This campaign will be more low-key than normal. No kick-off sermon, no weekly appeals, although you may hear stories about changing lives.
The campaign’s theme is “We Change Lives.” We hope that hearing how this congregation and/or denomination has a role in directly changing the lives of people you know will inspire all of us to increase our giving.
Beginning this year, we are establishing the Sustained Commitment. We will assume that if we do not receive a commitment form from a member/friend, the commitment they made for 2013-14 will continue as their commitment during 2014-15. This stops the madness of tracking down people for a completed form(!), allows us to redeploy volunteers and acknowledges that we estimate our next year’s income and budget on good guesses by a few key volunteers.
Why We Ask People to Increase Their Commitments Each Year
This short video by the Eau Clare, WI UU congregation explains the basics of an annual budget drive in a great way. Although we have no big wish list this year, we are asking people to increase their giving to UUCA. Below are a few reasons why:
First, though the US inflation rate is a manageable 2 or less percent per year, it still means that every year we need to raise at least 2 percent more to keep “even.”
Second, and far more significantly, we have been purposefully spending more money than we “earn” (from commitment payments) as part of a 5-year plan adopted by the Board 3 years ago. This plan enabled us to take on a full-time second minister and an experienced DLRE. Every year, the subsidy we allocated ourselves gets smaller and smaller meaning we need more money than last year just to keep “even.”
Unfortunately, “even” isn’t good enough. Some of our expenses are going up. They go up annually because:
Cost-of-living increases (at the Social Security rate) are granted each year for all staff to keep up with inflation.
Health insurance increases at least 6 percent a year for all eligible staff
The Asheville Living Wage (http://justeconomicswnc.org/what-we-do/) went up substantially last year.
Technology costs go up as we add, repair and replace computers and other electronic equipment for staff and congregation uses (ever use a UUCA-owned computer or projector or TV for a meeting?)
Buildings and grounds costs have historically been held too low, thereby deferring necessary maintenance.
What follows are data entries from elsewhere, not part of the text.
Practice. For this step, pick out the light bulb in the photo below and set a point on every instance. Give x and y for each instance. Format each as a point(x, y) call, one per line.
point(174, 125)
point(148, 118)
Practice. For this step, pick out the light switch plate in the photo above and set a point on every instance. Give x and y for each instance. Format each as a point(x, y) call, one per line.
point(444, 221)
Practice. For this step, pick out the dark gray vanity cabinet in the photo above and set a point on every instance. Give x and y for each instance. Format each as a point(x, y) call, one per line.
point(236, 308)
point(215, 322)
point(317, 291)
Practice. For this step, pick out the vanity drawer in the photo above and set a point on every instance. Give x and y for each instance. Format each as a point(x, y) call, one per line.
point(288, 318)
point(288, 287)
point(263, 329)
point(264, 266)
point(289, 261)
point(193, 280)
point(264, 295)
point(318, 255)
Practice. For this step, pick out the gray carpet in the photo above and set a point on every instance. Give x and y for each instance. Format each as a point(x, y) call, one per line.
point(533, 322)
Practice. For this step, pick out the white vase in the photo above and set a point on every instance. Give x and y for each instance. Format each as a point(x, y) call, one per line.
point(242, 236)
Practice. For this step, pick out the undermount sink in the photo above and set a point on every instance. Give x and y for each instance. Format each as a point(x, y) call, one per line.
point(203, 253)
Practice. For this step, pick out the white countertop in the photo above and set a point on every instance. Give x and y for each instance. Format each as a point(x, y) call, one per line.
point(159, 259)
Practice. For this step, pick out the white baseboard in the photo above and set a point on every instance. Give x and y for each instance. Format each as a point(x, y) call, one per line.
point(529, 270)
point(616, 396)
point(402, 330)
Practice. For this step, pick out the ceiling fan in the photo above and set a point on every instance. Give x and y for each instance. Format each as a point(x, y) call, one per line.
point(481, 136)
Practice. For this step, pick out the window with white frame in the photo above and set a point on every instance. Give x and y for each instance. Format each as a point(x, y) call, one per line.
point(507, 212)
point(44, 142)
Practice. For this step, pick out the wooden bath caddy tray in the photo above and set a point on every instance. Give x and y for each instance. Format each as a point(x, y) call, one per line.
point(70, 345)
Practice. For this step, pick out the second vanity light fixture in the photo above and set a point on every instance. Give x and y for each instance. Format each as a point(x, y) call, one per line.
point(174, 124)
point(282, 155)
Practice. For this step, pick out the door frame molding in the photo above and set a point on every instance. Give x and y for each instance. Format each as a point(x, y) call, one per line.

We use and maintain 3 buildings with the newest building more than 40 years old.
If you have any questions about this information, please ask. If your friends are asking questions, please supply correct answers or ask for more information if you need it. This is important to the life of the congregation. As our congregation’s covenant says, “Our life together declares that the future of each depends on the good of all and the future of all depends on the good of each.” We need the contributions of each of us, at whatever level we can manage, to support the very reason we exist: to nurture our individual searches for meaning through worship, education and interaction while we work together for freedom, justice and love among ourselves and out in the world.